The New York Times blog post I mentioned earlier, in this, my final Lost’s Last Call, talked about the high number of young adult viewers of the finale, that it would surely beat the number of young adults watching any other finale this season. The post continued to say that “the almost unwavering rating Lost scored over such a long period of prime time [two and a half hours] is highly unusual for any television show, but it is reflective of the extraordinary loyalty of the Lost audience — and the show’s demands on them.”

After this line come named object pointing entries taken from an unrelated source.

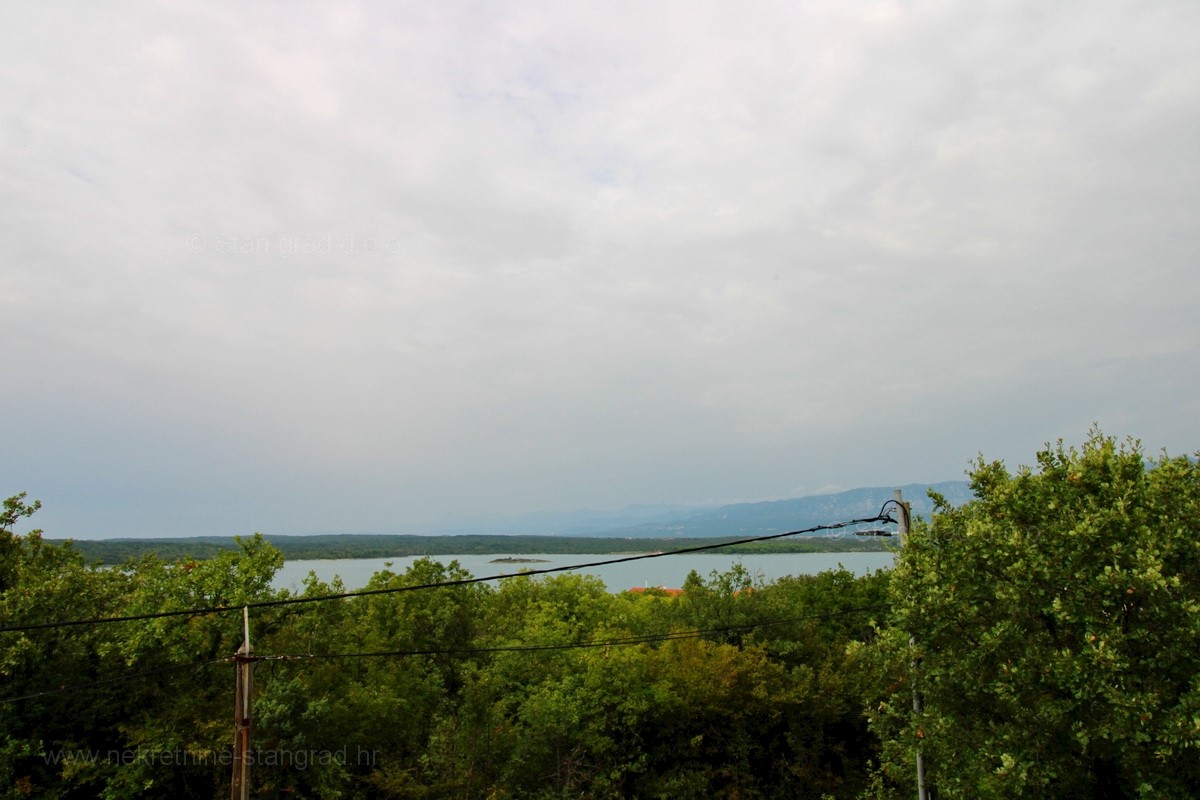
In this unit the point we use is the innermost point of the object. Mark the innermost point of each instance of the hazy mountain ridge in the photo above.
(778, 516)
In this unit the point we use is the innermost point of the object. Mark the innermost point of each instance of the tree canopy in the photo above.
(1055, 623)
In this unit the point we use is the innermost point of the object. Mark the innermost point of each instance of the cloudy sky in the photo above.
(379, 266)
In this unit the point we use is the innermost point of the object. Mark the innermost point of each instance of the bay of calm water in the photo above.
(667, 571)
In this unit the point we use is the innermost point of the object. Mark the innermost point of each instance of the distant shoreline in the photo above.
(365, 546)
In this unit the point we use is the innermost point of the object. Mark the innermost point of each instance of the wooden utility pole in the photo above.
(918, 703)
(244, 687)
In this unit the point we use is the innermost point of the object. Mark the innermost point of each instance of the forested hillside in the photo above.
(1049, 627)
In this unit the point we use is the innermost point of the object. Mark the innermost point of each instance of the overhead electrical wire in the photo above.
(460, 582)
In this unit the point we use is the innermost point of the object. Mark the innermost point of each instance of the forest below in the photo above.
(363, 546)
(1048, 629)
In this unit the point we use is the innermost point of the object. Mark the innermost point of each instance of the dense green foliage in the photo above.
(737, 711)
(1050, 626)
(345, 546)
(1056, 621)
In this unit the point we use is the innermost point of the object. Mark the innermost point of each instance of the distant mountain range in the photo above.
(737, 519)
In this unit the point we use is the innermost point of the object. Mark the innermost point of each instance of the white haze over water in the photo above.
(365, 266)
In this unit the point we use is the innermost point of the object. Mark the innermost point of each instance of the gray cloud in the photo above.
(376, 266)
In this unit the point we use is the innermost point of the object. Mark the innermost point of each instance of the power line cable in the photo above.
(460, 582)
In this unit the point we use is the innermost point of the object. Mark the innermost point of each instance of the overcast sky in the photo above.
(378, 266)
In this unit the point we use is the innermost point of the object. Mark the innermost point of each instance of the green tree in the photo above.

To say this show is demanding is an understatement. Back when my brother introduced me to Lost, it seemed there was nothing good on TV anymore. YouTube was becoming a real phenomenon for young adults. But then this came along. It attracted men and women equally and created a real community of viewers. If you wanted to talk about this show, you surely could find someone who’d dissect it with you, whether or not they actually liked it.
And Lost examined so many kinds of viewpoints about so many things. It got people talking about religion, literature, philosophy and even physics in ways they might not have otherwise.
I’ve been honored to have the privilege to write about this all season. I hope you’ve enjoyed reading these entries as much as I’ve enjoyed making them. I’m sure there is a ton of stuff I missed in this last one, so now I leave this to you. What did you think? Were you surprised? Sad? Let down? Moved to tears? Inspired?
I’m hoping it’s the last one. When I started watching this show, I was going through a particularly difficult, isolating time. Lost reminded me to have faith in what I was doing. That I was not alone. I could relate to Jack because I too needed to learn how to let go.
As I mentioned earlier, when Jack left the island to Hurley to protect, it was like the writers saying, “Here, it’s your turn now. Go do something this creative and celebrate life — don’t let this light go out.”
It’s not easy to create a story as multi-dimensional as this was, least of all on television.
It’s your turn. Tell me what you believe.